For aviators Andre Borschberg and Bertrand Piccard, it's not about the plane.

"Our goal," said Piccard, the first person to circumnavigate the globe in a balloon, "is not to make a revolution in air transportation, but a revolution in the mindset toward technology."

Ten years ago Piccard and Borschberg set out to build a solar-powered plane that can fly at day or night, requires no fossil fuels and never needs to be plugged in. They succeeded in 2009. In July 2010, the plane completed its first marathon flight, taking off from a Swiss airfield and returning 26 hours later. It has also flown from Switzerland to Spain and then Morocco. In May, the plane will begin a series of promotional flights, from San Francisco, to Washington and New York. 

In two years, Piccard and Bertrand hope to accomplish their greatest feat yet: to fly their craft, called the Solar Impulse, around the globe without stopping. They place their achievement "somewhere between the Wright Brothers and Charles Lindbergh,” Piccard said.

The upcoming U.S. flights are designed to attract sponsors and public attention in the country that invented manned flight. The team has raised about $120 million from European sponsors and nothing from Americans.

"America is the country where aviation started," Piccard said. "It understands what aviation is and has a pioneering spirit. It would not be the same in another country."

The Solar Impulse project already counts among its long list of business partners Schindler Holding, a Swiss elevator and escalator company, Solvay, a Belgian chemicals company, and Omega, a Swiss watchmaker and Deutsche Bank. Other notable backers include U.S. solar panel maker SunPower, Toyota Motors and Swiss Re.

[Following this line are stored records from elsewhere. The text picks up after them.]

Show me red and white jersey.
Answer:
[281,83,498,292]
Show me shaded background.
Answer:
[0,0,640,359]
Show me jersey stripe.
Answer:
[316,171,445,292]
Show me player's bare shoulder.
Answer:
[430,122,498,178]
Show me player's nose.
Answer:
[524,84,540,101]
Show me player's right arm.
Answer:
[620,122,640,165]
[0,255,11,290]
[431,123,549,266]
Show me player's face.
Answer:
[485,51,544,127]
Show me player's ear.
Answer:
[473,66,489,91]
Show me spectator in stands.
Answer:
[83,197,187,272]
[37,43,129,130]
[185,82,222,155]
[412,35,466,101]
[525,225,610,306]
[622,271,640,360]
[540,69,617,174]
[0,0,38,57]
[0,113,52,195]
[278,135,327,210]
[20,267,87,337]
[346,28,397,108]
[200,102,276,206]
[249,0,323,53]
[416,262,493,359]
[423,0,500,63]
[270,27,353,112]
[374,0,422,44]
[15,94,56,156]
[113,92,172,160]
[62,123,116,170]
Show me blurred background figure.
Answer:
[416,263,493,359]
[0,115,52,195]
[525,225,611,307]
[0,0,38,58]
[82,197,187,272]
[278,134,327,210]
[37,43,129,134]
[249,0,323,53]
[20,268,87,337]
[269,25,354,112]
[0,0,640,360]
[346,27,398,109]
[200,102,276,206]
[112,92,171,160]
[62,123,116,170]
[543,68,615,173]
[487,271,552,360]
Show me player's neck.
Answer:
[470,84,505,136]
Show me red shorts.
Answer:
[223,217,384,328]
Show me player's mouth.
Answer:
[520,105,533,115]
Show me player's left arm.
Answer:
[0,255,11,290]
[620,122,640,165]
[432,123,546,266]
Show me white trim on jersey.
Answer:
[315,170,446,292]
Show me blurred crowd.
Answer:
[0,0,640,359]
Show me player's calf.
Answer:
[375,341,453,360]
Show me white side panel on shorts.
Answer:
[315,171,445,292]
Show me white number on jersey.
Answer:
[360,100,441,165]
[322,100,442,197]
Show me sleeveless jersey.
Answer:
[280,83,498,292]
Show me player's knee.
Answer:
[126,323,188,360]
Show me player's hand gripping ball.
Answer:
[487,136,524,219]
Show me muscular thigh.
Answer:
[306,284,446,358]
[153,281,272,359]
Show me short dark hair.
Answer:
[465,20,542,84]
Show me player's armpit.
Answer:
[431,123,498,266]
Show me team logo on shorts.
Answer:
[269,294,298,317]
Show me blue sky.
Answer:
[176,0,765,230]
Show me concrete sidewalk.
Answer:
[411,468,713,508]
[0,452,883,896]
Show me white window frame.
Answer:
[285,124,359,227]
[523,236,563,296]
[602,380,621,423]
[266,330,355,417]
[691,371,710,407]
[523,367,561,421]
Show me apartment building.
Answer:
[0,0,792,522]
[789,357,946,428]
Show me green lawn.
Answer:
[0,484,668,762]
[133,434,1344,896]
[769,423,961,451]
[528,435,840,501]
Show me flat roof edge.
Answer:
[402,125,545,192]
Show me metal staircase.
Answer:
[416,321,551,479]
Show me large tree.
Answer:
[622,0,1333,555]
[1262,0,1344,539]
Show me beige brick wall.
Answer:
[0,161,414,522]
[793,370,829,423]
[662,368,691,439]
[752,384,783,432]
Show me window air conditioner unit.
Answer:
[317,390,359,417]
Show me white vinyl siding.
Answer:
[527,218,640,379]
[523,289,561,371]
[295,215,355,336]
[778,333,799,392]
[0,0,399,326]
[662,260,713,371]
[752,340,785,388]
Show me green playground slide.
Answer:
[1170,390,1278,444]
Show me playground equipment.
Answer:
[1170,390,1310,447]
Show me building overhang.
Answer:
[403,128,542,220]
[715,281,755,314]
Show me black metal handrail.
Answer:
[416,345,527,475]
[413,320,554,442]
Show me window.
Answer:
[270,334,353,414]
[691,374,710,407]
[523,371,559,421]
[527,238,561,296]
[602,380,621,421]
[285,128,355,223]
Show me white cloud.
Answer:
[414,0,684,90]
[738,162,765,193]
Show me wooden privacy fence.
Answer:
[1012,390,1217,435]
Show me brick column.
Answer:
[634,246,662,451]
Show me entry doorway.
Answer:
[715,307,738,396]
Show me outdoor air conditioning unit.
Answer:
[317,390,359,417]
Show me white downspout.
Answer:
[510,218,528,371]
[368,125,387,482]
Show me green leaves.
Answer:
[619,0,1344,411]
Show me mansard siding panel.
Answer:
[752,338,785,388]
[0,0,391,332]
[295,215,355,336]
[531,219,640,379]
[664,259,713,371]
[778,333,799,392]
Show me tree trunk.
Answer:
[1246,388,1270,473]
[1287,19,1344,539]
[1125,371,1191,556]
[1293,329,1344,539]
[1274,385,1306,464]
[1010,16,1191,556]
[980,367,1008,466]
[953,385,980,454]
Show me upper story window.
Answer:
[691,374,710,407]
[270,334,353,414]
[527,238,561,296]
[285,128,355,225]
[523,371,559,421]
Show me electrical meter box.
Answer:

Piccard, who comes from a long line of explorers , said he was inspired decades ago by NASA’s Apollo Program and was disappointed that more astronauts didn’t use their celebrity to promote science.

"When I met former astronauts, I was sometimes disappointed that they never came back and stood up for an important issue," he said. "The more people who stand up for something like that, the better."

They point to Elon Musk as an example of a science and technology leader. The entrepreneur has started two technology companies: Tesla Motors and SpaceX. Tesla is building luxury electric sports cars, and SpaceX recently docked its second spacecraft delivering supplies to the International Space Station. "These people that try new things deserve our respect," said Piccard.